By Allison Wallis
Writing can be a conundrum. At least, it is for me. As a student, I’m told to do my best, write in my own voice, include a variety of sources, make an argument, and make a statement. How can I juggle all of this? Isn’t that a lot to ask for a 21 year old whose life experiences are still minimal?
Even now, I’m struggling to write this. I can’t seem to get any sort of important or noteworthy thought to run through my brain and onto paper.
What even is my own voice as a writer? I’m not creative in any way, nor do I feel like I have some sort of “uniqueness” that sets me apart. Sure, I understand the basics of grammar, how to structure a sentence, and how to properly organize a paper. But what sort of ideas do I have to offer?
I think that a lot of times students feel the way I do right now, trying to write just a little blog post. We think, “I have nothing to say” or “I’m just not good at this sort of thing” and we frustrate ourselves to the point of giving up.
This past week, the writing tutors talked about an article titled “I Just Wanna Be Average.” The author remembered a time when he was mistakenly placed in a remedial school, and one of his classmates uttered that statement to his teacher, “I just wanna be average…” And in a way, I feel the same. A lot of times, I think students feel so much pressure to excel that they lose the motivation to even try, because they think they’re incapable. I’ve done that before. I know I’m not the greatest writer in the world, and at times it can be so frustrating when I fail that later I just decide not to try.

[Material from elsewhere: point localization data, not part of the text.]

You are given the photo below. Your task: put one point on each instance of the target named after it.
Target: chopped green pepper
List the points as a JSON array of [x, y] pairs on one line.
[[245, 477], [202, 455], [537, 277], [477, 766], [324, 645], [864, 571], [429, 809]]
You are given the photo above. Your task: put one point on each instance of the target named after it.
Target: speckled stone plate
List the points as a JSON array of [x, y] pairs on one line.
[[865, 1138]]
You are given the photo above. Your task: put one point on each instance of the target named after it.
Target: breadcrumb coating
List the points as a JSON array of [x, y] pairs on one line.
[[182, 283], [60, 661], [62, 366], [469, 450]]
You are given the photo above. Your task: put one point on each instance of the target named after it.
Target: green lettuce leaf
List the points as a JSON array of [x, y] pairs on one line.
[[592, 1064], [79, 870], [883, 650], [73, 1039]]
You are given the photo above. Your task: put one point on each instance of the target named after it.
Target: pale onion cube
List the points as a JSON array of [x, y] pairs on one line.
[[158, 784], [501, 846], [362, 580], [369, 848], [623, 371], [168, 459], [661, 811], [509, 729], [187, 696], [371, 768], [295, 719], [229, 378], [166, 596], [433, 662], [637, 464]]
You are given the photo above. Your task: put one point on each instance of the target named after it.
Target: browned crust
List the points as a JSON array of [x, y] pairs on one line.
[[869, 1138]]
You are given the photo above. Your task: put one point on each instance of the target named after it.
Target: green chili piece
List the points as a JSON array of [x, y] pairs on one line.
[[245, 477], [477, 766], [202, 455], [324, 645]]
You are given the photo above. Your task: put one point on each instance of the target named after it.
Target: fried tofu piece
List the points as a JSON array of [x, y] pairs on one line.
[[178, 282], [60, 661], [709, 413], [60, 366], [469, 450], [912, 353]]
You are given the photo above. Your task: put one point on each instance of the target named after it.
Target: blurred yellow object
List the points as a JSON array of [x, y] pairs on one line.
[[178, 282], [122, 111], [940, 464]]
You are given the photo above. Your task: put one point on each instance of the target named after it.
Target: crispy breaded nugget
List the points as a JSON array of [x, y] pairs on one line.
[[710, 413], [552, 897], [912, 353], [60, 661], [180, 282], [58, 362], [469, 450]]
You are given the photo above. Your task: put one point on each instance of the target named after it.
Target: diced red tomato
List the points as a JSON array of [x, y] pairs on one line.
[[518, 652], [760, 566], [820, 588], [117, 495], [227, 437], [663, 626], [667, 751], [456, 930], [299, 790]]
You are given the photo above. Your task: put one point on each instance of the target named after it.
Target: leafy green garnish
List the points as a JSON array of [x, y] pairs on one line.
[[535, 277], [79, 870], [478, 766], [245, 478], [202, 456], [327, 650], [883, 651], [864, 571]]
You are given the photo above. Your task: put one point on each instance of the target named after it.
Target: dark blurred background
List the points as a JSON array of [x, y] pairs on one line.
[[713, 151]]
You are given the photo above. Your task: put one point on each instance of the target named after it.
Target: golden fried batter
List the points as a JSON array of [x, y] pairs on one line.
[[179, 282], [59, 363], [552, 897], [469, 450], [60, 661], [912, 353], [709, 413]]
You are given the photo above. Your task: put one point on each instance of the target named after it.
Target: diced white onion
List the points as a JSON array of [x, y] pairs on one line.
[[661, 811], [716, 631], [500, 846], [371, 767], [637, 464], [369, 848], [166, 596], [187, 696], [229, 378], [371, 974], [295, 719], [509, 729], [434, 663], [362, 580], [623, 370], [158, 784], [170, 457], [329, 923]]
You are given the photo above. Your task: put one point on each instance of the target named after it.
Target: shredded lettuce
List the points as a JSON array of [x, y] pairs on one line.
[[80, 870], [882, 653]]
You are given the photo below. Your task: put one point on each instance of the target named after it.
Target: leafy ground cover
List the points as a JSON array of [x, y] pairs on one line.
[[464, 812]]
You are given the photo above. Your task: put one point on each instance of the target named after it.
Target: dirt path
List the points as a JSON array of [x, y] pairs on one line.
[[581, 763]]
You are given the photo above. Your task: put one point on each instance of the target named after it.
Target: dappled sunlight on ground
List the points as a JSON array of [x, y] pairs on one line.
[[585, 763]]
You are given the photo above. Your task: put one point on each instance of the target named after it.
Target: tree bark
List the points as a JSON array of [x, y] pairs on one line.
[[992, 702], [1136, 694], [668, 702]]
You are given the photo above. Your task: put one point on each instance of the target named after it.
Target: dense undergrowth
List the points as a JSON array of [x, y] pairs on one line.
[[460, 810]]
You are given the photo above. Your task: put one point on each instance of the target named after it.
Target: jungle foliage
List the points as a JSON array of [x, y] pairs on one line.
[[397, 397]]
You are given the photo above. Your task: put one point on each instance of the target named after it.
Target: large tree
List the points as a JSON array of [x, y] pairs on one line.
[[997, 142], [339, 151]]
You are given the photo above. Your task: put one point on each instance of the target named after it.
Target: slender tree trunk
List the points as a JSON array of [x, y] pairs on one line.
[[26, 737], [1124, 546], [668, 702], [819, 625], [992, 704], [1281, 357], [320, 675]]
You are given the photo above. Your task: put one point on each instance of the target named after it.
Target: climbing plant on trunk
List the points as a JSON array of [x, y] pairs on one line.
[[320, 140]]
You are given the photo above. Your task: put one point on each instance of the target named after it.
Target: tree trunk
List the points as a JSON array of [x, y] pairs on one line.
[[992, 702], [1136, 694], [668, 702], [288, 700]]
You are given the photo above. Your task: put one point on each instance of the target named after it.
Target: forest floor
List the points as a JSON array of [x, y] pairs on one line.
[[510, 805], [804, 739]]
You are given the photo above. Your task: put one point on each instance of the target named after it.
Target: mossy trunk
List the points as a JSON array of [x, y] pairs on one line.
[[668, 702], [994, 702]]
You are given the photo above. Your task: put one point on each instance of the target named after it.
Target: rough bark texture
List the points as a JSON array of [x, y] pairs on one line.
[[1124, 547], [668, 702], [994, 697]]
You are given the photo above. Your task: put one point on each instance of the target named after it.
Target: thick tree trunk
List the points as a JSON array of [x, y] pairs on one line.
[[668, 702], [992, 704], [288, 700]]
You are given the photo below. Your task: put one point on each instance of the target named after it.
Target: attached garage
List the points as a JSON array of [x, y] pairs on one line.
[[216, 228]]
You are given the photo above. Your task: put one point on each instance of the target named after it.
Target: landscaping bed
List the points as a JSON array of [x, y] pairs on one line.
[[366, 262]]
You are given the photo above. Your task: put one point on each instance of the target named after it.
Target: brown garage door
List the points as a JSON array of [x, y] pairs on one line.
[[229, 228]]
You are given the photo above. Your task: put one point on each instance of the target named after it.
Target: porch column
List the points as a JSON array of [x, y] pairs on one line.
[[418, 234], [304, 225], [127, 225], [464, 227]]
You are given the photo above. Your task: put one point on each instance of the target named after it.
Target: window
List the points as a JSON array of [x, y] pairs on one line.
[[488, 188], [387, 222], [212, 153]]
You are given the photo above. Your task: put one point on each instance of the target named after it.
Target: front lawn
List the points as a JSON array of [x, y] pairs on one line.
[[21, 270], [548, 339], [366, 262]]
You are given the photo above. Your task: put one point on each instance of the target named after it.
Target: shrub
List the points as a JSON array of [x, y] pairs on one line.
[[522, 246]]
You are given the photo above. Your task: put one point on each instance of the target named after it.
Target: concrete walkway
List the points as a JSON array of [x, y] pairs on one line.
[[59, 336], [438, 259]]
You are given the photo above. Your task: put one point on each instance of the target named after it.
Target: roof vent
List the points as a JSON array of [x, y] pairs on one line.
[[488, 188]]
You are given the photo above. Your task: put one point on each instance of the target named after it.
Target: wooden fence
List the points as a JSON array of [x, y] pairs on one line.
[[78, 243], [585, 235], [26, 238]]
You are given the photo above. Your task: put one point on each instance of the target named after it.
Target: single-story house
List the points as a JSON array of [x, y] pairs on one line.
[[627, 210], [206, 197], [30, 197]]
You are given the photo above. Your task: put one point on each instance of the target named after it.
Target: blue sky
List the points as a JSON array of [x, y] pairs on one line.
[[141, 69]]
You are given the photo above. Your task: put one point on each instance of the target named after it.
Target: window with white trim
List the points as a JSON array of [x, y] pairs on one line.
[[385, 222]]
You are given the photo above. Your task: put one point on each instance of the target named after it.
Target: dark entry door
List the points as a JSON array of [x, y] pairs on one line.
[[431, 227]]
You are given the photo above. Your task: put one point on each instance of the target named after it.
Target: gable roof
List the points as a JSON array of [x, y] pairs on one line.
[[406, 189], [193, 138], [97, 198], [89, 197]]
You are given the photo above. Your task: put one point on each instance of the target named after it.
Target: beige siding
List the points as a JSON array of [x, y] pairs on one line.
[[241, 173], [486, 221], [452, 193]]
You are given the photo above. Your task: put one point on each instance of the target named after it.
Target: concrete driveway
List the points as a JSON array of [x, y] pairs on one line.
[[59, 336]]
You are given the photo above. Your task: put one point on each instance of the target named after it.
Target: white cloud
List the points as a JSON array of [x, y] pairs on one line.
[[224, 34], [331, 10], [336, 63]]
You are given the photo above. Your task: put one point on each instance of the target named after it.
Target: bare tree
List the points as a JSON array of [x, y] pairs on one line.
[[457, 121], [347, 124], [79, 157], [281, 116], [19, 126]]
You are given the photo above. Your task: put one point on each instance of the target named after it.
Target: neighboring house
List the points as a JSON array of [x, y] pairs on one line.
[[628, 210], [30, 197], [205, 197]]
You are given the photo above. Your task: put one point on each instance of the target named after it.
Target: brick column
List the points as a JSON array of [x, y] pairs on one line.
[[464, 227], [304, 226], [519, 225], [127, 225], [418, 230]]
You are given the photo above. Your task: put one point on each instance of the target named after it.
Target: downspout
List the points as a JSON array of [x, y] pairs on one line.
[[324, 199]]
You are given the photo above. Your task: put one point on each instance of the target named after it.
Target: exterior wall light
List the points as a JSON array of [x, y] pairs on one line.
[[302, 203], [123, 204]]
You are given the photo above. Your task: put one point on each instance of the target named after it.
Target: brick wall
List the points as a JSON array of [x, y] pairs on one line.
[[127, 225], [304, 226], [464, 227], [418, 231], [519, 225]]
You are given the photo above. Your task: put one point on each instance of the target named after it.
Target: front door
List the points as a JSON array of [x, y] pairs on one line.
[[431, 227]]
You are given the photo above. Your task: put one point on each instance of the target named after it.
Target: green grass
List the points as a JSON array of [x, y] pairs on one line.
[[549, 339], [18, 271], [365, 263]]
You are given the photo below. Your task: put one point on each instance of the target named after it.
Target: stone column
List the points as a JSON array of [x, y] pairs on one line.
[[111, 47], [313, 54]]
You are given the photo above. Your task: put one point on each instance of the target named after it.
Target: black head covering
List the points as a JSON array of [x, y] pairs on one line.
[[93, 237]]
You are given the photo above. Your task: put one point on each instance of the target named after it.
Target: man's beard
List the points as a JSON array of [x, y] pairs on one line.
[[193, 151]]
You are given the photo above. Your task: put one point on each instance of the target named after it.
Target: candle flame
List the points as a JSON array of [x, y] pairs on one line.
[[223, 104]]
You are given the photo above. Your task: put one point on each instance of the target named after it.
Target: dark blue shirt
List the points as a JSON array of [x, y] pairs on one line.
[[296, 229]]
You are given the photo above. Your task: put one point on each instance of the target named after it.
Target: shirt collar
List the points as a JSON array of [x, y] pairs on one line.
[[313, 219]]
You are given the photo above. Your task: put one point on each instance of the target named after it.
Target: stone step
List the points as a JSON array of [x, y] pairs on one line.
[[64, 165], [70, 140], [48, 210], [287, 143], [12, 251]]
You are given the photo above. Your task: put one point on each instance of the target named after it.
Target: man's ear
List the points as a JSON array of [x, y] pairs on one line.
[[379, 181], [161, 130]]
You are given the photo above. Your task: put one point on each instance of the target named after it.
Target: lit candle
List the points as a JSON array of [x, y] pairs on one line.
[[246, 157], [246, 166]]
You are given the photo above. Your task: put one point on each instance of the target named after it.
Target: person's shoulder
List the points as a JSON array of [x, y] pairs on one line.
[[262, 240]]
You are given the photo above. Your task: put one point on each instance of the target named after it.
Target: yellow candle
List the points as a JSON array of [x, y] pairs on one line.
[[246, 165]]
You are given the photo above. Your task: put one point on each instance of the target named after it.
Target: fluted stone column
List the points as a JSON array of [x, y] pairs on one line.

But failure is okay. It’s not the end of the world. Learning is a growing process, and there will always be areas of improvement. Being “average” is nothing to be ashamed of, but don’t let yourself become complacent. On the other hand, remember not to let the pressure or expectation of being the best interfere with your motivation to continually grow in the learning process.
It’s okay to be stuck. But always keep trying.